Australian residents report lower levels of life satisfaction now than they did during the COVID-19 pandemic [1, 2].
This decline suggests that the psychological toll of economic instability is outweighing the relief of ending pandemic-era lockdowns. The trend highlights a growing gap between macroeconomic indicators and the lived experience of households facing daily financial strain.
Data released in 2024 covering the period after pandemic restrictions were lifted shows a measurable dip in how Australians perceive their quality of life [1]. While the pandemic brought significant social isolation and health fears, the current environment is defined by a different set of stressors, primarily financial [1, 2].
Economists said a combination of three primary factors is driving this trend. Rising inflation has increased the cost of basic goods and services, while higher interest rates have placed additional pressure on homeowners and renters [1, 2]. Simultaneously, falling real wages mean that even those with steady employment are seeing their purchasing power erode [1, 2].
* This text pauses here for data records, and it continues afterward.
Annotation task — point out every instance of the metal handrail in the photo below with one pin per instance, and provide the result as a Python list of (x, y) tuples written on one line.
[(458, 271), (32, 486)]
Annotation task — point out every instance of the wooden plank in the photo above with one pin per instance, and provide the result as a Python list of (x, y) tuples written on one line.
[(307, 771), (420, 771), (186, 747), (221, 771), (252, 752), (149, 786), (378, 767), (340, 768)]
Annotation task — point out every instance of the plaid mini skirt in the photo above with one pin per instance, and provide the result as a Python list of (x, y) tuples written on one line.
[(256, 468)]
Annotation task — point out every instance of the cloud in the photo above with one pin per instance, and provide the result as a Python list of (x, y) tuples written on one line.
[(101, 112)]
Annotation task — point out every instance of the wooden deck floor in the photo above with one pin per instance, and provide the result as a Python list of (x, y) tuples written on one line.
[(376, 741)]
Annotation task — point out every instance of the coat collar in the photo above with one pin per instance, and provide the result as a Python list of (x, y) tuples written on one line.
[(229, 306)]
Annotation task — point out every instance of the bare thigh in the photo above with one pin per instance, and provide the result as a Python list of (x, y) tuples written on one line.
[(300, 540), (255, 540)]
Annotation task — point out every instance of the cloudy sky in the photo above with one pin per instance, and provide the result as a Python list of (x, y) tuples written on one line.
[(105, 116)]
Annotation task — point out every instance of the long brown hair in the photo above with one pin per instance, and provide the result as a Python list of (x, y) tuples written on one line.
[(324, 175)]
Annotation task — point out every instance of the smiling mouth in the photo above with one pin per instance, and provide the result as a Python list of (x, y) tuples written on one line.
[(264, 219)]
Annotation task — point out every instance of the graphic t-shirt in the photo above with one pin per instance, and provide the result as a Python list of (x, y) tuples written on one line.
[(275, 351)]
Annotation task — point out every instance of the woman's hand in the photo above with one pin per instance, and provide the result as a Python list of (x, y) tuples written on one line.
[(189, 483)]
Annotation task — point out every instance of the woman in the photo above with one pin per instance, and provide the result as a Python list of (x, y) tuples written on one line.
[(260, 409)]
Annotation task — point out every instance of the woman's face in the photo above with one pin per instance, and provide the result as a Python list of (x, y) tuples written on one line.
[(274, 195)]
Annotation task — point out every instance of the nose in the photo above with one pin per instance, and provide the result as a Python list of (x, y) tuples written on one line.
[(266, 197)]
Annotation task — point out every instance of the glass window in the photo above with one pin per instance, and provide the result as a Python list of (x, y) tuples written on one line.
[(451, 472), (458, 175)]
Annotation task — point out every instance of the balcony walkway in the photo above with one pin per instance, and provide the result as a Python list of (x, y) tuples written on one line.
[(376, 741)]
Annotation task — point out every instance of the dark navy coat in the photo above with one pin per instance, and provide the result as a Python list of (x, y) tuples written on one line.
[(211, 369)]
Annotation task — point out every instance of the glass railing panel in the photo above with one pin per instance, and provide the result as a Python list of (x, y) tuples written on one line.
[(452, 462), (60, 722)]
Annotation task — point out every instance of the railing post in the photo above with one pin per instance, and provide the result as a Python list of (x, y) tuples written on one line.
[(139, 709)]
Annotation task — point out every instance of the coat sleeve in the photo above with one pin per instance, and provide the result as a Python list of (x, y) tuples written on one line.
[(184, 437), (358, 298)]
These factors have culminated in a cost-of-living crunch that impacts more than just bank balances. The persistent nature of these financial pressures has created a sustained environment of stress that depresses overall satisfaction [1, 2].
Urban economists said that the stability found during certain pandemic periods — such as reduced commuting and shifted spending habits — may have inadvertently buffered some residents from the volatility now present in the open economy [1]. The current transition back to full economic activity has coincided with a period of global volatility that has left many Australians feeling less secure than they were during the lockdowns [1, 2].
“Life‑satisfaction levels are lower now than they were during the COVID‑19 pandemic”
This trend indicates that the 'return to normal' after the pandemic has been overshadowed by a systemic cost-of-living crisis. When life satisfaction drops below pandemic levels — a period characterized by global health emergencies and lockdowns — it suggests that chronic financial insecurity can be as detrimental to public wellbeing as an acute health crisis.